⁶ Department of Fetal Medicine and Prenatal Diagnosis, Zhujiang Hospital, Southern Medical University, Guangzhou, 510280, PR China.
⁷ Guangzhou Darui Biotechnology Co. Ltd., Guangzhou, Guangdong 510665, PR China.
⁸ Institute of Antibody Engineering, School of Laboratory Medicine and Biotechnology, Southern Medical University, 1838 N. Guangzhou Ave, Guangzhou, 510515, PR China. Electronic address: yxx1214@smu.edu.cn.
⁹ Institute of Antibody Engineering, School of Laboratory Medicine and Biotechnology, Southern Medical University, 1838 N. Guangzhou Ave, Guangzhou, 510515, PR China. Electronic address: dog@smu.edu.cn.
¹⁰ Department of Obstetrics and Gynecology, Nanfang Hospital, Southern Medical University, Guangzhou, PR China. Electronic address: lfx123@smu.edu.cn.

PMID: 39675128
DOI: 10.1016/j.placenta.2024.12.005

Abstract

Background: Pregnancy significantly alters the maternal immune system, affecting fetal development. The collection of tissues from the human placenta and fetus is not ethically or practically feasible at various gestational stages, thus limiting the study of gene expression in the fetus and placenta. Recent studies have shown that plasma cell-free DNA (cfDNA) nucleosome patterns can predict gene expression in the source tissue, offering insights into an individual's health status. This study aimed to identify pregnancy-related gene expression changes across gestational periods using cfDNA nucleosome distribution to understand fetal development and maternal immune changes.

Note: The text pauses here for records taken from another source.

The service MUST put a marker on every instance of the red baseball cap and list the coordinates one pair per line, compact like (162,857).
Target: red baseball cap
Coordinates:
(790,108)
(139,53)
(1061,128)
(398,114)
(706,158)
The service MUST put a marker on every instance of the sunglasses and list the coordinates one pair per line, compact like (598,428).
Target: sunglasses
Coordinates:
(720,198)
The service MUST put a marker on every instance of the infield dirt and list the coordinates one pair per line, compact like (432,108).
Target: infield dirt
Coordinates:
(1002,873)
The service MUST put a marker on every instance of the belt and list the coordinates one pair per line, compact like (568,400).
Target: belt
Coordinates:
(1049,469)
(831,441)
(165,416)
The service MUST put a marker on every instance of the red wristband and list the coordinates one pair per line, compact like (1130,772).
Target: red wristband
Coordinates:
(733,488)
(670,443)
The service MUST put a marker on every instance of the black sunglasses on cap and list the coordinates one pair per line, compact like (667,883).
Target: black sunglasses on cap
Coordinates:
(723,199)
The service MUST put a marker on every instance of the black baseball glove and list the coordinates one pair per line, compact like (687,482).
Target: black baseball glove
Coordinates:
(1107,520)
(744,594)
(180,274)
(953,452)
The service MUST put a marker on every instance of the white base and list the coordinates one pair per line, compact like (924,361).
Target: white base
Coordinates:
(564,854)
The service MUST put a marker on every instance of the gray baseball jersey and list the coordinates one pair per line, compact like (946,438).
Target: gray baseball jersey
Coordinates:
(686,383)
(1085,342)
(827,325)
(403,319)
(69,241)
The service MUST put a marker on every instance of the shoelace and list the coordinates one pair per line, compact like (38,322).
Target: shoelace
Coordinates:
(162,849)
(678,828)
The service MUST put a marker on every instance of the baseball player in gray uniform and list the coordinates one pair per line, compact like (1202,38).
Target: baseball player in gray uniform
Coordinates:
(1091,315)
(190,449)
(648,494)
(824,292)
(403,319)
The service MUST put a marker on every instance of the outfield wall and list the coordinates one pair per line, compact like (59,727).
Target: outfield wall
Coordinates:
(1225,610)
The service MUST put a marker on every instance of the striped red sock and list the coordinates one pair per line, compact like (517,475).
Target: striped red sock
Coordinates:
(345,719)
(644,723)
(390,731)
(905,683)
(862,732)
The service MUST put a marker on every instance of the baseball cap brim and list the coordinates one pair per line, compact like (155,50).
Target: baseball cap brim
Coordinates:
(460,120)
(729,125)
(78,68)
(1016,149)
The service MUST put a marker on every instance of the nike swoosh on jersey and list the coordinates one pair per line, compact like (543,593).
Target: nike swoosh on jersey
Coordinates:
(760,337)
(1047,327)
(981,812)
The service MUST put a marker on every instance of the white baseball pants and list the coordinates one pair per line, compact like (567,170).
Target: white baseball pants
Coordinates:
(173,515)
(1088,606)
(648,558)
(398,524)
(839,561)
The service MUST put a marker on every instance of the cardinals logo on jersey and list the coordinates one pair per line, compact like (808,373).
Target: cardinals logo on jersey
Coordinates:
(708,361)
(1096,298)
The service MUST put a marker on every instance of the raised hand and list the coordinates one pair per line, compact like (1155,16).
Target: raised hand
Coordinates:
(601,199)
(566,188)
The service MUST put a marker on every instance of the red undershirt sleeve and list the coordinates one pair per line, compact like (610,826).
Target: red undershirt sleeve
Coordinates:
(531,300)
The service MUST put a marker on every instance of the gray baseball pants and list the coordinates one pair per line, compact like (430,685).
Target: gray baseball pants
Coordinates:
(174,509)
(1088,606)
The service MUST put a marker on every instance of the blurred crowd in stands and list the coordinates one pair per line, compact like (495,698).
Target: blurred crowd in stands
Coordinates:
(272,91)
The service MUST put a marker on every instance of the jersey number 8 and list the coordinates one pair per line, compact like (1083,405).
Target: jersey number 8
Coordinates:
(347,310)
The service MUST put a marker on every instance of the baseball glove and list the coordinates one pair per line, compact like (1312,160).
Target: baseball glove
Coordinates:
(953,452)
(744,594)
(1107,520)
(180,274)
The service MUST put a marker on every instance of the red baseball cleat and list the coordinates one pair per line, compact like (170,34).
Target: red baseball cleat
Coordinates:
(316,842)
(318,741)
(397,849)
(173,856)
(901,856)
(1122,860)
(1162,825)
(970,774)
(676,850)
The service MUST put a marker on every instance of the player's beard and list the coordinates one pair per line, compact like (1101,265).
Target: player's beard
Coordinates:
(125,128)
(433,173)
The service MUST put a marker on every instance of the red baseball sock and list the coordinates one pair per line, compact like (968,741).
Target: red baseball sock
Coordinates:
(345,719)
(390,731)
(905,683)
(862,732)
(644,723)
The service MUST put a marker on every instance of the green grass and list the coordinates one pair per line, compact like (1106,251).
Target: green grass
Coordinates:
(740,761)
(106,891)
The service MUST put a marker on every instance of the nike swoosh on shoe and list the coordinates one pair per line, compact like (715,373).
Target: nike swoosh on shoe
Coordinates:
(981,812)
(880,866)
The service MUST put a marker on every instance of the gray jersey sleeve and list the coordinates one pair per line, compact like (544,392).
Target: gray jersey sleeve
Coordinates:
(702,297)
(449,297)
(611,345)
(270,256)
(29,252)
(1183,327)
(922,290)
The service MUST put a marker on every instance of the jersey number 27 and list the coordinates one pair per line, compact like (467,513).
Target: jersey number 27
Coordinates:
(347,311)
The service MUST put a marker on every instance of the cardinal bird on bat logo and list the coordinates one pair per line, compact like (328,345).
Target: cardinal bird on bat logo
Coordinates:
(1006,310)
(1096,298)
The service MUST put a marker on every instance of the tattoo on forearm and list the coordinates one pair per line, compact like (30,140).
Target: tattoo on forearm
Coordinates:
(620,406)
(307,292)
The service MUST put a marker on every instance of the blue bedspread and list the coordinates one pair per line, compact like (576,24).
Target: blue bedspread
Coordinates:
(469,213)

Methods: Plasma samples were collected from 150 healthy pregnant women in different trimesters (early, mid, and late) and 32 healthy nonpregnant women. The correlation between gene expression and physiological changes during pregnancy was evaluated by inferring differential expression profiles around the transcription start site (TSS) using cfDNA nucleosome distribution patterns obtained through whole-genome sequencing. We utilized Gene Ontology (GO) and Kyoto Encyclopedia of Genes and Genomes (KEGG) enrichment analyses to annotate differentially expressed genes with the mother and fetus.

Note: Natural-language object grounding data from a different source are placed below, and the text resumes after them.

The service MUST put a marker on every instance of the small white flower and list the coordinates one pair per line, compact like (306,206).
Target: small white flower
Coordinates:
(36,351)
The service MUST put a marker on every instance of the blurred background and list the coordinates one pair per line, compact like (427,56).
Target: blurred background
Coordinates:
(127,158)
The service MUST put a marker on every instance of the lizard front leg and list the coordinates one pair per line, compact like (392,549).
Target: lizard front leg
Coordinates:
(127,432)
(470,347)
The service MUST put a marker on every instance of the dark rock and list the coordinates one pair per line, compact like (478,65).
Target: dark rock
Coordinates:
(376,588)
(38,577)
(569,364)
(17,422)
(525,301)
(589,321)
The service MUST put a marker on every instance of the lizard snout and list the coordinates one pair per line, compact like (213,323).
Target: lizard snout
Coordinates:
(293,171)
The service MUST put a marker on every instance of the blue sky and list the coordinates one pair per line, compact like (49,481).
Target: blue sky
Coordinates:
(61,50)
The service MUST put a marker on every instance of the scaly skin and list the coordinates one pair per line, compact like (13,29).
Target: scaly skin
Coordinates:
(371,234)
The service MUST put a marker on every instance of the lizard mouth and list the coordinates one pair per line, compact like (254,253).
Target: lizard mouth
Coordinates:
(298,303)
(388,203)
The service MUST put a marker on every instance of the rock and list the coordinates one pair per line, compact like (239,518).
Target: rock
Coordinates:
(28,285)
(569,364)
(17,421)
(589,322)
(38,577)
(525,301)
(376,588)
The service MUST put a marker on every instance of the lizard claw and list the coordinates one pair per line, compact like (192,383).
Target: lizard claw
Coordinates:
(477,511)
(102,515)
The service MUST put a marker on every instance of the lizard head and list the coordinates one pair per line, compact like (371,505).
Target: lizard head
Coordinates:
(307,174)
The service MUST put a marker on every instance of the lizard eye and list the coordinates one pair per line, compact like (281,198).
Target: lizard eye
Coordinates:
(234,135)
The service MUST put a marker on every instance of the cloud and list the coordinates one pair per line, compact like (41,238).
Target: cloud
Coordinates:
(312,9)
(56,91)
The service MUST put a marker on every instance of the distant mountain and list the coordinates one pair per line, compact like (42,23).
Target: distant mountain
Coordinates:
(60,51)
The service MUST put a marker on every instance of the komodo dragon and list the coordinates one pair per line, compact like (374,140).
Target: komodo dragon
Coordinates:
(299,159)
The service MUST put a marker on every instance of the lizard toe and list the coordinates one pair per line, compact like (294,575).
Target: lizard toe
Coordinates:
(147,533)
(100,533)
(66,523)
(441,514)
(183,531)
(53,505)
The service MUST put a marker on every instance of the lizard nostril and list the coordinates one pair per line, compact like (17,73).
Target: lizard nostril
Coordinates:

Results: We identified gene expression changes that support the regulation of fetal development and immune system function during pregnancy. Differential coverage genes were mainly enriched in pathways related to transcription and translation, organic compound metabolism, and immune regulation. In addition, differentially expressed genes with significant temporal trends were identified. Among them, the upregulated differential genes were mainly related to development, whereas those with downregulated trends were mainly related to the immune system response. This indicates that differential changes of the placenta and maternal are significantly correlated with the pregnancy status.

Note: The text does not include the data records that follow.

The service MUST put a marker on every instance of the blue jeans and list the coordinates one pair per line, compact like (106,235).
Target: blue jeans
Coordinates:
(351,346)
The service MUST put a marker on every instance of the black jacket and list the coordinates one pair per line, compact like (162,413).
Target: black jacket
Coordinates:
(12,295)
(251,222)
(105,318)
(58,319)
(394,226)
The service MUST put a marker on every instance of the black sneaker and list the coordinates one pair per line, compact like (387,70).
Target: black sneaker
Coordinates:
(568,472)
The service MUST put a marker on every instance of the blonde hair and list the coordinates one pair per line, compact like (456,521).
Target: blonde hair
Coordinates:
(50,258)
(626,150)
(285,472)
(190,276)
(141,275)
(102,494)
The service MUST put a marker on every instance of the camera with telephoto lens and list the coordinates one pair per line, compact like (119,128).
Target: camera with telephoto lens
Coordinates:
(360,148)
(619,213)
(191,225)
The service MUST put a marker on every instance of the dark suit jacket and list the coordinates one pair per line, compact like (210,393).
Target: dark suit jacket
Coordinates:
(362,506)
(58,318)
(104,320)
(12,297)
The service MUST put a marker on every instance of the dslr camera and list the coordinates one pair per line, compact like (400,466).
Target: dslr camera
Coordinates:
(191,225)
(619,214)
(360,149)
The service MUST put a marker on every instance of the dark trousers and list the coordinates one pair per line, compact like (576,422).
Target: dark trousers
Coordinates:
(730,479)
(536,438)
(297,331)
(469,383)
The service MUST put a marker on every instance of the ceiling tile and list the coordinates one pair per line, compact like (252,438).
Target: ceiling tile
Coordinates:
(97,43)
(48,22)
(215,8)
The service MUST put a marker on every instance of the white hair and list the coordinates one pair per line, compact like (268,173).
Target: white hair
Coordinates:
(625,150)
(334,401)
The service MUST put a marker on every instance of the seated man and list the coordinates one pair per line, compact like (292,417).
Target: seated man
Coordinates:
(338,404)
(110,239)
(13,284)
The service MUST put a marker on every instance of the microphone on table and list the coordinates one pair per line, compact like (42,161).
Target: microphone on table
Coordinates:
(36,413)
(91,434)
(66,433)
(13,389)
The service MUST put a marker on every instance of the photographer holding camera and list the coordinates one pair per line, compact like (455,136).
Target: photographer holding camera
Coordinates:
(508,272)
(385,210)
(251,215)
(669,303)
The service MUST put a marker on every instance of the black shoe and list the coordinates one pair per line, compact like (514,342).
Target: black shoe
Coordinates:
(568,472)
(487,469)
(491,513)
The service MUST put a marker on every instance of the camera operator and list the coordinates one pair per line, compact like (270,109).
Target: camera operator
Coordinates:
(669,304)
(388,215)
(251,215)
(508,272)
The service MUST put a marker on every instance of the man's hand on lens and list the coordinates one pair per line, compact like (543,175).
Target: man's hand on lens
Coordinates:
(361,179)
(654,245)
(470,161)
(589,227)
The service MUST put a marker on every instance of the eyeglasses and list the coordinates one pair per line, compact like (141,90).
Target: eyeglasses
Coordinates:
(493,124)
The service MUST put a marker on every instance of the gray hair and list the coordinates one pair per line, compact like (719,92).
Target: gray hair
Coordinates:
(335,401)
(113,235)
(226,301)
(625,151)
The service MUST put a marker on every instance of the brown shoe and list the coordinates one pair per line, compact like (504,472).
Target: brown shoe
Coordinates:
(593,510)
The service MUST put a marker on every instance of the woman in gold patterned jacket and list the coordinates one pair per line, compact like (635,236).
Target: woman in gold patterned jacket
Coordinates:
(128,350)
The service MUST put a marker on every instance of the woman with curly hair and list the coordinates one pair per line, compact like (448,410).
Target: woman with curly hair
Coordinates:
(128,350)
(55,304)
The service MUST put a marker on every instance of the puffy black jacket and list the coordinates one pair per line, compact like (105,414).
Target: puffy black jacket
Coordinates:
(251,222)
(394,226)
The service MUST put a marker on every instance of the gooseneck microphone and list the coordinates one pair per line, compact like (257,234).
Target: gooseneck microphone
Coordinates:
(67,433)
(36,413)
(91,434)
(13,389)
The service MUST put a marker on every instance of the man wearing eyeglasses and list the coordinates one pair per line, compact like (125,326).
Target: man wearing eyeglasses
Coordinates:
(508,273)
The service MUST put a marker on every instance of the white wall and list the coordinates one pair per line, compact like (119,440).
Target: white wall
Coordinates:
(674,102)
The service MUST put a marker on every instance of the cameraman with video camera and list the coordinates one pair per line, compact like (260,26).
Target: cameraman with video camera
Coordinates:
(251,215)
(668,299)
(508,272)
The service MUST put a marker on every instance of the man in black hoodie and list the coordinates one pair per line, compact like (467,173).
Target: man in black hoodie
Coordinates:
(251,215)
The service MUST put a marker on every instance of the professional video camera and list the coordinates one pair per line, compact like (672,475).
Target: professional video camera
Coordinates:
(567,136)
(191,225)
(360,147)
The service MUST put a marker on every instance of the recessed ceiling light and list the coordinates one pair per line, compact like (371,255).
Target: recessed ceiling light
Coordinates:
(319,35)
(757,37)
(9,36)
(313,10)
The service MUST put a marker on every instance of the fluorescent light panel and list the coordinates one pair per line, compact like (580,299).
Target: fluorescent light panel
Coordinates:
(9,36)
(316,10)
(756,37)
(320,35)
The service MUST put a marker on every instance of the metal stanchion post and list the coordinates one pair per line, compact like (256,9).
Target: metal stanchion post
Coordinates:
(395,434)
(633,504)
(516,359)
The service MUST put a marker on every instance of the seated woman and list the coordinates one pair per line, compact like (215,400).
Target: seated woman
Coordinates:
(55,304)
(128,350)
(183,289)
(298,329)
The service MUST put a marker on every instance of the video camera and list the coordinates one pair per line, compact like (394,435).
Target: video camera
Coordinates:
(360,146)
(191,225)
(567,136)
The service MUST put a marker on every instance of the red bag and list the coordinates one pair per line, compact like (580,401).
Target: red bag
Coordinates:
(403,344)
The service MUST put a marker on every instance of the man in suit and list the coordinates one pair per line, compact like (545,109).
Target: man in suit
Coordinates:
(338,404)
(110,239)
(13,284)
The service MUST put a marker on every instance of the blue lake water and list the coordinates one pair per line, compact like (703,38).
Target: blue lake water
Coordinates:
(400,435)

Discussion: This study demonstrated the differential gene expression represented by the characteristic distribution of cfDNA nucleosome in maternal peripheral blood can effectively capture significant changes in maternal immunity and fetal development throughout pregnancy stages. It may help identify abnormal gene expression patterns associated with complications in pregnancy and childbirth, enhancing the quality of life and safety for both mother and fetus.

Keywords: Gene expression profiles; Healthy pregnancy; Nucleosome footprints; Plasma cell free DNA.